Veerle Van Den Eeckhout, who is professor of private international law at Leiden university (the Netherlands) and the University of Antwerp (Belgium), has posted International Environment Pollution and some other PIL–Issues of Transnational Corporate Social Responsibility on RefGov and on SSRN. The Article is in Dutch. The English abstract reads:
A case-study of the instrumentalisation of Private International Law in the year 2010: developments at the beginning of a new decade
On the 30th of December 2009, the court of The Hague accepted international competence in the case “Shell/Shell Nigeria”. As the jurisdiction issues have been solved, legal proceedings can actually start.
During these legal proceedings it is possible that issues about applicable law will come forward. In this article, the author focuses on Private International Law Issues as related to cases like Shell, without focusing however on the PIL-issues of the specific Shell case itself.

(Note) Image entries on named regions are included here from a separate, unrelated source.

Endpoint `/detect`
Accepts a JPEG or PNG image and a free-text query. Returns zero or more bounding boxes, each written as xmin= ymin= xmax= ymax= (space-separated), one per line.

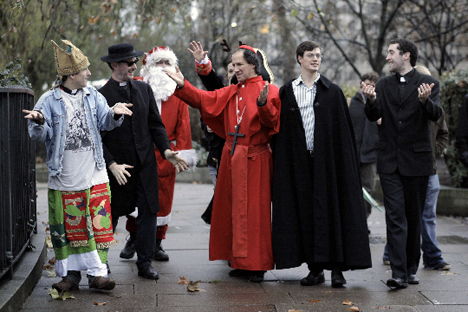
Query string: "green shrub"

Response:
xmin=0 ymin=58 xmax=31 ymax=88
xmin=440 ymin=70 xmax=468 ymax=187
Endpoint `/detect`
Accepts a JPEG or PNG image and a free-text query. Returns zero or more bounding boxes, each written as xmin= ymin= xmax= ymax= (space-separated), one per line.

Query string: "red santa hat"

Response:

The article focuses on the Rome II Regulation – the new European PIL-source including rules of applicable law on torts. The crucial question is the following: in how far does the Rome II regulation allow to declare applicable – if desired by the victims – Dutch tort law in cases of “Transnational Corporate Social Responsibility” as they might be brought in future against parent companies holding their seat in the Netherlands, either before the Dutch judge or before another European judge, especially if the claim of the victims concerns Parent Corporation liability for damages occurred in developing countries.

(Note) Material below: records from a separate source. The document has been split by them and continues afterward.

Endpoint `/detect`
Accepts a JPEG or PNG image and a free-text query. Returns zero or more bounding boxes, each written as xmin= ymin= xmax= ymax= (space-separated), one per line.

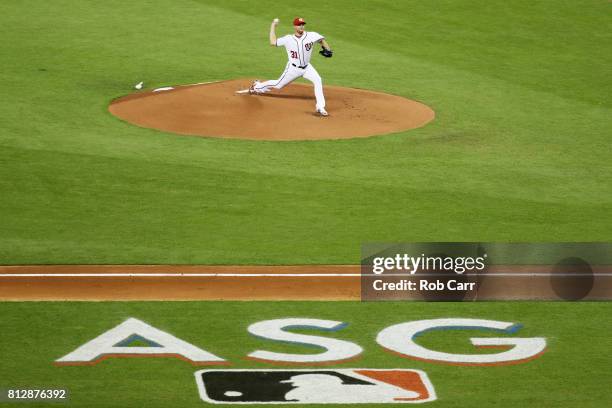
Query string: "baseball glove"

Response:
xmin=319 ymin=48 xmax=334 ymax=58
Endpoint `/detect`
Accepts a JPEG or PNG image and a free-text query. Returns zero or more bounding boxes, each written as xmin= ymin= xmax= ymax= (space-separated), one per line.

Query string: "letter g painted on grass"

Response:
xmin=376 ymin=318 xmax=546 ymax=365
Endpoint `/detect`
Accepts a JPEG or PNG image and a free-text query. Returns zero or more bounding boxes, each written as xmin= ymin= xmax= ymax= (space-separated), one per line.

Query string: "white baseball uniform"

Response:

In her attempt to answer this question, the author gives some comments on the impact of national PIL-rules of EU-Member States – e.g. national rules about “surrogate law” – and the interaction of these rules with European interference in PIL, as well as on the impact of the way issues of “qualification” are solved by the EU-Member States – e.g. the complication of the delimitation between “tort law issues” and “corporate law issues” – and the interaction thereof with European interference.

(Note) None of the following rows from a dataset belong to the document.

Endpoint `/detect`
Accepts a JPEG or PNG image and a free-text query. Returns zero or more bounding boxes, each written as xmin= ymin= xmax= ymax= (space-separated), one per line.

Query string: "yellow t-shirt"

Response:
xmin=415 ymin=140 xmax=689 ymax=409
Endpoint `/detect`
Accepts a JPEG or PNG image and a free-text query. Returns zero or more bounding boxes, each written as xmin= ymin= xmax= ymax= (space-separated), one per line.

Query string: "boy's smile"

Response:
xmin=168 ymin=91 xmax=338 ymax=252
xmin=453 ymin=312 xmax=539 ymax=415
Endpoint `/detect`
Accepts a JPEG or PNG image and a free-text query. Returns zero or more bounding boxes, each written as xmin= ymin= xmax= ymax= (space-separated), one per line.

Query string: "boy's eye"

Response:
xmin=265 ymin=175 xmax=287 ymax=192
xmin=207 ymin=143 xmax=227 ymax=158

In this analysis, issues about respect for Fundamental Rigths as related to Transnational Corporate Social Responsibility come forward. Particularly, the case of Transnational Corporate Social Responsibility shows how national practices of EU-Member States could lead to more – or less – respect for Fundamental Rights and, more in general, more – or less – protection of “victims”, interrelating with European interference in PIL.